Political Mavericks: Conscientious or Treasonous?

In James Thurber’s Further Fables for Our Time, he writes the tale of “The Peacelike Mongoose.”

In cobra country a mongoose was born one day who didn't want to fight cobras or anything else. The word spread from mongoose to mongoose that there was a mongoose who didn't want to fight cobras. If he didn't want to fight anything else, it was his own business, but it was the duty of every mongoose to kill cobras or be killed by cobras.

""Why?" asked the peacelike mongoose, and the word went around that the strange new mongoose was not only pro-cobra and anti-mongoose but intellectually curious and against the ideals and traditions of mongoosism.

"He is crazy," cried the young mongoose's father.

"He is sick," said his mother.

"He is a coward," shouted his brothers.

"He is a mongoosexual," whispered his sisters.

Strangers who had never laid eyes on the peacelike mongoose remembered that they had seen him crawling on his stomach, or trying on cobra hoods, or plotting the violent overthrow of Mongoosia.

"I am trying to use reason and intelligence," said the strange new mongoose.

"Reason is six-sevenths of treason," said one of his neighbors.

"Intelligence is what the enemy uses," said another.

Finally, the rumor spread that the mongoose had venom in his sting, like a cobra, and he was tried, convicted by a show of paws, and condemned to banishment.

Moral: Ashes to ashes, and clay to clay, if the enemy doesn't get you your own folks may.

This fable was written denouncing the McCarthyist paranoia that led to the blacklisting of fellow American citizens out of suspicion that they may be communist sympathizers, but the message of this tale extends well beyond the Red Scare.

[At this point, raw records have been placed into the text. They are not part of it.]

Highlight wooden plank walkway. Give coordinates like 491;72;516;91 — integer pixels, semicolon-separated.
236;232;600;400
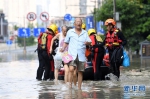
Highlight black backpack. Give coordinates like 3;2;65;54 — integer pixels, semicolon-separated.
111;47;123;65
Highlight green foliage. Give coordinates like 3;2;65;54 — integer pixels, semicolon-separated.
95;0;150;51
17;36;36;47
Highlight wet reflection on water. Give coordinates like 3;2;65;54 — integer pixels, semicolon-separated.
0;51;150;99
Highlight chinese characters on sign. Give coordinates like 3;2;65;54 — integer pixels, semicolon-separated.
123;85;146;96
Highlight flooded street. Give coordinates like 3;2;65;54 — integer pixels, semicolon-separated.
0;49;150;99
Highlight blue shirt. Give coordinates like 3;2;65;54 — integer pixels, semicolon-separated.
64;29;91;62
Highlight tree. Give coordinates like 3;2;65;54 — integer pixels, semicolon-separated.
95;0;150;51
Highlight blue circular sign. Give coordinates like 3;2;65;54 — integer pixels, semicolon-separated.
64;14;72;21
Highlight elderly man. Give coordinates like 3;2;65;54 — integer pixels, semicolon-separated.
60;18;91;90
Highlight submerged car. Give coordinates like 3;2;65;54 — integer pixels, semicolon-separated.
58;58;110;80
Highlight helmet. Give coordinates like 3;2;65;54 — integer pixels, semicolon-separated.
82;23;86;29
105;19;116;26
88;29;96;35
47;24;58;33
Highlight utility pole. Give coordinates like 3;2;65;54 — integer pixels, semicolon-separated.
113;0;116;21
0;11;4;36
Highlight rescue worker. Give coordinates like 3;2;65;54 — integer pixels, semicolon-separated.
82;23;86;30
36;24;57;80
103;19;127;78
88;29;105;81
50;25;68;82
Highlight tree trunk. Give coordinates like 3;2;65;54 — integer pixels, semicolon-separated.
129;48;132;61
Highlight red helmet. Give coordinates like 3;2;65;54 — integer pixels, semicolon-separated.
105;19;116;26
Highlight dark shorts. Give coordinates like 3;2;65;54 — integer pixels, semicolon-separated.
68;55;85;72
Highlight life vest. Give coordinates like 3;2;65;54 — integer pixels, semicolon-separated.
38;33;48;50
94;34;103;45
105;29;122;49
103;54;110;66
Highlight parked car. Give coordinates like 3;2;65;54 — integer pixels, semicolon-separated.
58;58;110;80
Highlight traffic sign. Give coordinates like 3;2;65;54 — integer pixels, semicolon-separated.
64;14;72;21
6;40;12;45
86;16;94;30
96;21;105;34
33;28;45;37
18;28;30;37
27;12;36;21
40;12;49;21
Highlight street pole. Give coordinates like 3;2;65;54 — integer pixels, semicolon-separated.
113;0;116;21
23;17;26;54
1;14;3;36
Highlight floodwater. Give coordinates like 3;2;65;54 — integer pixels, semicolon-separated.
0;50;150;99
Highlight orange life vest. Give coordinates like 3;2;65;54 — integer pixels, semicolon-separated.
105;29;122;49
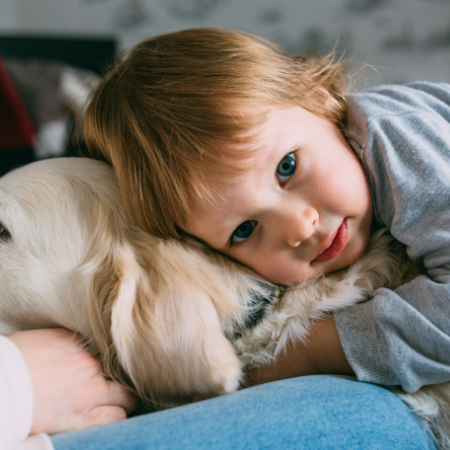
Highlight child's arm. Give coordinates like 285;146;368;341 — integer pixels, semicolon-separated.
245;315;354;385
334;83;450;392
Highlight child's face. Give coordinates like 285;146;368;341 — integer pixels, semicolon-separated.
186;107;372;283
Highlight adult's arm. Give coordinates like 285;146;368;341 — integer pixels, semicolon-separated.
0;329;135;449
0;336;53;450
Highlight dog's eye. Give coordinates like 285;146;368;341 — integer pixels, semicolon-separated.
0;223;11;241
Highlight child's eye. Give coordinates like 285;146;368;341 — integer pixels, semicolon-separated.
277;152;297;184
230;220;257;245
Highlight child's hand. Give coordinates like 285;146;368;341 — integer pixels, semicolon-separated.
245;315;354;386
7;329;136;434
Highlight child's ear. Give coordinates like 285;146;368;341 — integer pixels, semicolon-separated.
108;243;241;403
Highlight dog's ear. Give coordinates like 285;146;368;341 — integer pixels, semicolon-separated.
87;242;241;404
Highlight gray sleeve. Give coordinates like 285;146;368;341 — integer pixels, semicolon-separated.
334;83;450;392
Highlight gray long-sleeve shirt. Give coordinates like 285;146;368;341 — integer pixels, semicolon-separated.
334;82;450;392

Today, we see that “maverick” (or, perhaps, “mongoose”) politicians who do not vote the party line are often ostracized as “black sheep” and attacked by their own folks, as Thurber suggests.

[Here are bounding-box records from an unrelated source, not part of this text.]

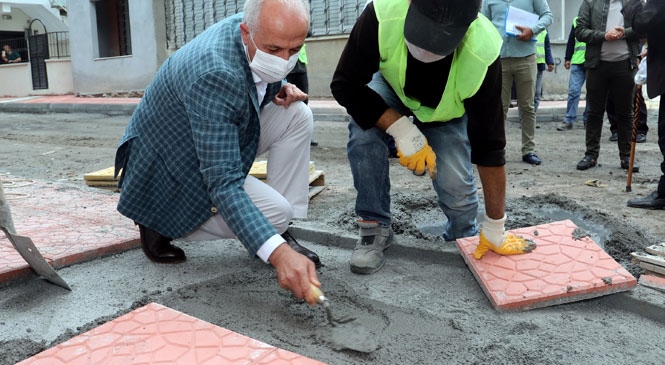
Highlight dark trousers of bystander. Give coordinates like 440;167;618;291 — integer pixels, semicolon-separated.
585;59;636;160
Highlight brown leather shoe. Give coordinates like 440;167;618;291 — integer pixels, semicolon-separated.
282;231;321;269
137;223;187;264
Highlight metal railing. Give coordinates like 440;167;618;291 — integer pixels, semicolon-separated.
0;32;71;62
46;32;71;58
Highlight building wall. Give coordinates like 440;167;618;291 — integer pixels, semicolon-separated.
61;0;582;99
67;0;166;94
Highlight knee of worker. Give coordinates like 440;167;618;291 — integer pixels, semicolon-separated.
346;119;390;161
289;101;314;134
263;197;293;232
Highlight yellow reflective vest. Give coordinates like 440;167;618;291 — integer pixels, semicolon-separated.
374;0;503;122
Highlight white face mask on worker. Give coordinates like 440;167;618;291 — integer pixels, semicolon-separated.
404;39;446;63
245;33;298;82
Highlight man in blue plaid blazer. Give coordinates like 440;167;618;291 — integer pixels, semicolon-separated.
115;0;320;305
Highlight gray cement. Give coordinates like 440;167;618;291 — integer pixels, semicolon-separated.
0;113;665;364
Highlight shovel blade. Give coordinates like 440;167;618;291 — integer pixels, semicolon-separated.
0;227;72;290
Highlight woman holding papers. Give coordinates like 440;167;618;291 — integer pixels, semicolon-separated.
482;0;553;165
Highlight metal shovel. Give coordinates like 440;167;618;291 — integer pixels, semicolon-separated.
0;185;72;290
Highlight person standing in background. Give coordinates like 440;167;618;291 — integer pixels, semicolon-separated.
533;29;554;113
556;17;589;131
575;0;640;172
482;0;553;165
624;0;665;209
286;42;319;146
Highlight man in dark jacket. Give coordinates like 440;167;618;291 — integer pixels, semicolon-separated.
575;0;640;172
624;0;665;209
115;0;320;305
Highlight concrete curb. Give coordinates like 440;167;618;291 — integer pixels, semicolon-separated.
289;224;665;316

Consider Democrats’ reactions to Sen. Joe Lieberman (I-CT) running for office as an Independent after losing the Democratic Primary. Former Clinton adviser Paul Begala nicknamed him “Traitor Joe,” journalist Ari Berman described him as a “back stabber,” and television show host Rachel Maddow proclaimed him to be a “wrench in the works.” On the other side of the aisle, though, Republicans celebrated Lieberman as “a really exceptional senator” and “a national treasure.” Conservative pundits Rush Limbaugh, Sean Hannity, and Glenn Beck all supported his candidacy for the U.S. Senate. Similarly, consider Republicans’ reactions to Sen. Olympia Snowe (R-ME) after she voted in favor of the 2009 stimulus package and the Senate Finance Committee’s healthcare reform bill. Republicans lambasted her as one of three then-Republican Senators who did not vote the party line as the “Traitor Trio”. At the same time, Democrats heralded Snowe for her willingness to compromise and leadership in doing what is best for the country.

Social psychologist Pete Ditto and graduate student Andrew Mastronarde published experimental evidence supporting this phenomenon in the Journal of Experimental Social Psychology. Across three studies, they found that although participants generally liked the idea of a political maverick, participants viewed mavericks of their own party more negatively than their party-line counterparts. Perhaps this is part of the reason that the long-self-pronounced political maverick Sen. John McCain (R-AZ) is now renouncing the idea that he ever was a maverick.

From ashes to ashes, and clay to clay, if the other party doesn’t get you, extremists within your own party may.